Per prima cosa, da dietro la collina comparve Morgana, sola.
Merlin riuscì a sentire distintamente il respiro trattenuto di tutti gli uomini che avevano accanto, insieme ad un odio totale e ferito contro la traditrice che li aveva venduti tutti.
Morgana cavalcava senza elmo, i capelli al vento che le sferzavano la schiena, una spada che mandava strani bagliori argentei nella sua destra. Il sole la illuminava da davanti, facendole splendere la sottile cotta di maglia decorata che le ricopriva il petto. Gli uomini sussultarono, e Merlin con loro: Morgana portava dipinta sul petto la corona di Camelot e i due draghi intrecciati dei Pendragon.

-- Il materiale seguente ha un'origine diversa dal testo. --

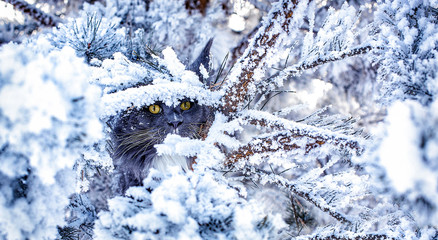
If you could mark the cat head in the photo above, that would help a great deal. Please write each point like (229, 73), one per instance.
(180, 104)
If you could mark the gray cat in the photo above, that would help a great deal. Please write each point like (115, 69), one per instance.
(137, 130)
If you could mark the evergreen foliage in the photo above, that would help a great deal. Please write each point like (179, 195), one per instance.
(324, 125)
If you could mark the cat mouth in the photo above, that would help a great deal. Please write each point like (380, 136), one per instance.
(175, 131)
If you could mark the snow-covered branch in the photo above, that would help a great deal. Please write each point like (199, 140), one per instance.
(290, 137)
(332, 57)
(40, 16)
(302, 192)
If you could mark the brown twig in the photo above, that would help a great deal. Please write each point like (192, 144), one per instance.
(334, 56)
(359, 236)
(40, 16)
(287, 137)
(267, 37)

I soldati si guardarono l’un l’altro, incerti.
“Fermi ai vostri posti!” Urlò Arthur ai suoi uomini, mentre arrivava l’eco degli ordini del Re “Aspettate il segnale! Che nessuno si muova!”
Morgana continuò a cavalcare fino a metà del pendio, poi senza motivo apparente si fermò.
Il silenzio si spanse come fumo, e Merlin stesso si scoprì a trattenere il respiro, in attesa che la ragazza si muovesse.
Ma lei rimase immobile. Arrivò, invece, la sua voce, amplificata di cento volte e incantata in modo che entrasse come un sussurro nell’orecchio di tutti i presenti.
“Arrendetevi.” Disse, morbida e dolce come miele “Non vi succederà niente. Noi non vogliamo farvi del male, vogliamo aiutarvi. Lasciateci entrare. Venite con noi, e Camelot vivrà una prosperità mai vista. Non sarà distrutta, non succederà niente alle vostre case, né ai vostri cari.”
Merlin guardò Arthur, allarmato e indeciso su cosa fare, se intervenire, e riuscì a catturare il suo sguardo dalla fessura dell’elmo. Arthur gli fece cenno di non muoversi.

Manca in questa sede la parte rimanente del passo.